This tool is designed to help users who have CSV datasets containing numerical columns (though it can handle some categorical columns too). It walks you through simple data-cleaning steps, offers multiple plotting routines for quick insight, and allows some light transformations that can be handy in preparing data for machine learning (ML) tasks.
By default, the workflow proceeds like so:
- Loading a CSV
- Handling NaNs or Missing Values
- Type Conversions
- Optionally Dropping Columns
- Selecting a Target Variable
- Menu-Driven Visualization
- Optional Outlier Handling
Even if you’re new to data science or ML, you can experiment and see how different visual representations and outlier strategies shape your dataset. More advanced or curious users might go on to adapt or extend this application further.

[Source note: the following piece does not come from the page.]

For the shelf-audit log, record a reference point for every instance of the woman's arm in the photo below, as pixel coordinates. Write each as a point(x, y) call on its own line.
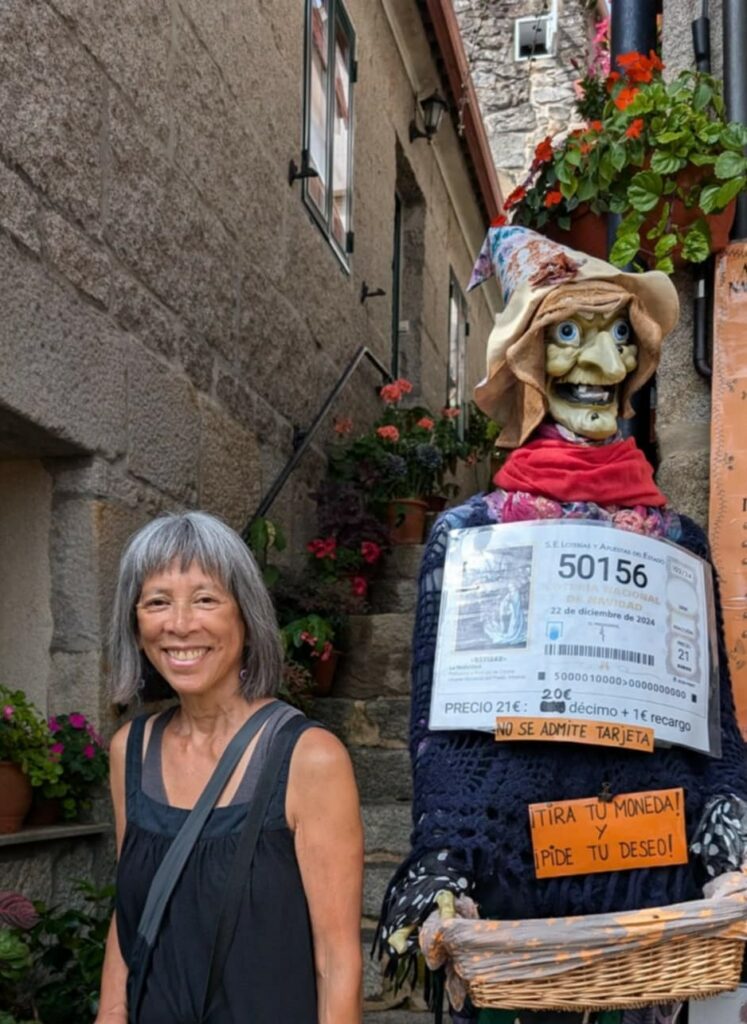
point(324, 811)
point(113, 1003)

You can find a reference video above. You’re encouraged to check it out. Seeing the tool in action often makes concepts clear, especially if you’re less familiar with data wrangling. Although no strict ML background is required, a little knowledge can help you make the most of these features.
Because we wanted a tool that others could build on, we chose widely recognized libraries. Below are the key imports and why they matter:
-
pandas (import pandas as pd) A core library for data manipulation. It supplies the convenient DataFrame structure and makes CSV import, slicing, summarizing, and type conversions straightforward.
-
numpy (import numpy as np) Powers numerical computations, including averages, medians, linspace, and array-based transformations. We use it to convert Pandas extension dtypes (Int64, Float64) into standard NumPy dtypes, thereby preventing type errors in certain visualizations.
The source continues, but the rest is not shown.